Today will we display the package properties and make the first modification to the package. At the end, we will save the which can be useful when debugging later steps.
Package properties are the top level of the tree. They describe the overall package as well as how it behaves during execution. All tasks will inherit some or all of the package level properties. Most scheduling utilities we record all statements sent to the console (screen) during execution, so this information will be available in the logs of the scheduler. The code is very simple:
//list the package properties
Name stores the descriptive name of the package, not the file name and can be used to describe the package in more detail.
CreationDate is the date stamp of when you created you package file. It does not update when you save the file.
ID is a GUID that is randomly generated and should be unique to each package that you create.
VersionBuild starts at one and incremented each time you save the file in BIDS.
These properties are very important for sorting out two or more packages with the same file name. I record both ID and VersionBuild each time that I move a new or updated package to the server and can use these to determine if the package has been tampered. It is not 100% full proof as we have already discussed how to manually edit the package, but in most circumstances it is enough information to determine if changes were made.
Prior to this framework, it was the responsibility of the development team to enable logging. Typically, it was an afterthought and was not implemented until an error occurred in production. We will enable logging at the package level, but each task will need to be configured as well.
pkg.LoggingMode = DTSLoggingMode.Enabled;
All of the changes that we make to the package will only be in memory. None of them will be wrote to disk and will be lost when the executable completes. It may seem odd to set properties on each execution when they could be done once and stored for future execution.
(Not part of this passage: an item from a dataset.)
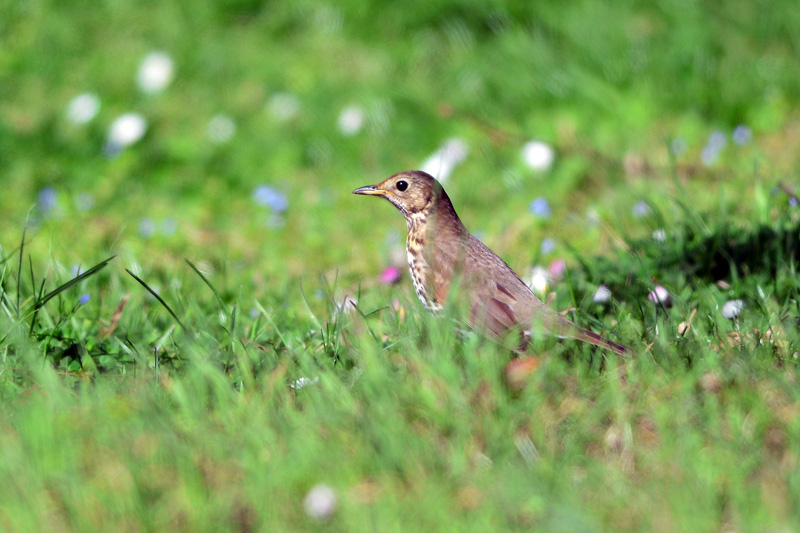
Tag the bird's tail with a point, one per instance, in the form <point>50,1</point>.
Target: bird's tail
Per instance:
<point>591,337</point>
However, this would prevent the ability to modify settings in the framework that could affect all packages, such as the path for the log file. If we kept the updated version, we would need a process to determine which packages would need to be updated and saved each time we made a configuration change.
In the early phases of adoption, I saved a copy of the package to disk prior to each execution. This enabled the team to view the properties of the package after all changes were made to ensure that all steps were working as desired. For today, we will save it to the original location.